As AI systems are increasingly deployed in safety-critical domains, ensuring their reliability is paramount. Diverging Flows addresses the risk of silent failures in flow models, making it a significant advancement for trustworthy AI applications in fields such as medicine and robotics.

Key Takeaways

  • Diverging Flows enables simultaneous conditional generation and extrapolation detection.
  • The method enhances safety by addressing the critical extrapolation hazard in flow models.
  • Evaluation shows effective extrapolation detection without compromising predictive performance.

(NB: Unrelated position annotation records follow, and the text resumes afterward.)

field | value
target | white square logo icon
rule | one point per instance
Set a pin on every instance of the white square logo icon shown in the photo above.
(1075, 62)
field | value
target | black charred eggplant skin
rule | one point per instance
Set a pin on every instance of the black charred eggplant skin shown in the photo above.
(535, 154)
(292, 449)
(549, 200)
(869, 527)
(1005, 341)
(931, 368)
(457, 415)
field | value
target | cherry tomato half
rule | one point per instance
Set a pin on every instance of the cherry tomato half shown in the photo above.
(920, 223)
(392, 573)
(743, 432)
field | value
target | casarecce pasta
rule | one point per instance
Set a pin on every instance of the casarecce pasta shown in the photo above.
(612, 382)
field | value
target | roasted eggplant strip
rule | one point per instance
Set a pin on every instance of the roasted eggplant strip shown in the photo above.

Computer Science > Machine Learning arXiv:2602.13061 (cs) [Submitted on 13 Feb 2026] Title:Diverging Flows: Detecting Extrapolations in Conditional Generation Authors:Constantinos Tsakonas, Serena Ivaldi, Jean-Baptiste Mouret View a PDF of the paper titled Diverging Flows: Detecting Extrapolations in Conditional Generation, by Constantinos Tsakonas and 2 other authors View PDF Abstract:The ability of Flow Matching (FM) to model complex conditional distributions has established it as the state-of-the-art for prediction tasks (e.g., robotics, weather forecasting). However, deployment in safety-critical settings is hindered by a critical extrapolation hazard: driven by smoothness biases, flow models yield plausible outputs even for off-manifold conditions, resulting in silent failures indistinguishable from valid predictions. In this work, we introduce Diverging Flows, a novel approach that enables a single model to simultaneously perform conditional generation and native extrapolation detection by structurally enforcing inefficient transport for off-manifold inputs. We evaluate our method on synthetic manifolds, cross-domain style transfer, and weather temperature forecasting, demonstrating that it achieves effective detection of extrapolations without compromising predictive fidelity or inference latency. These results establish Diverging Flows as a robust solution for trustworthy flow models, paving the way for reliable deployment in domains such as medicine, robotics, and...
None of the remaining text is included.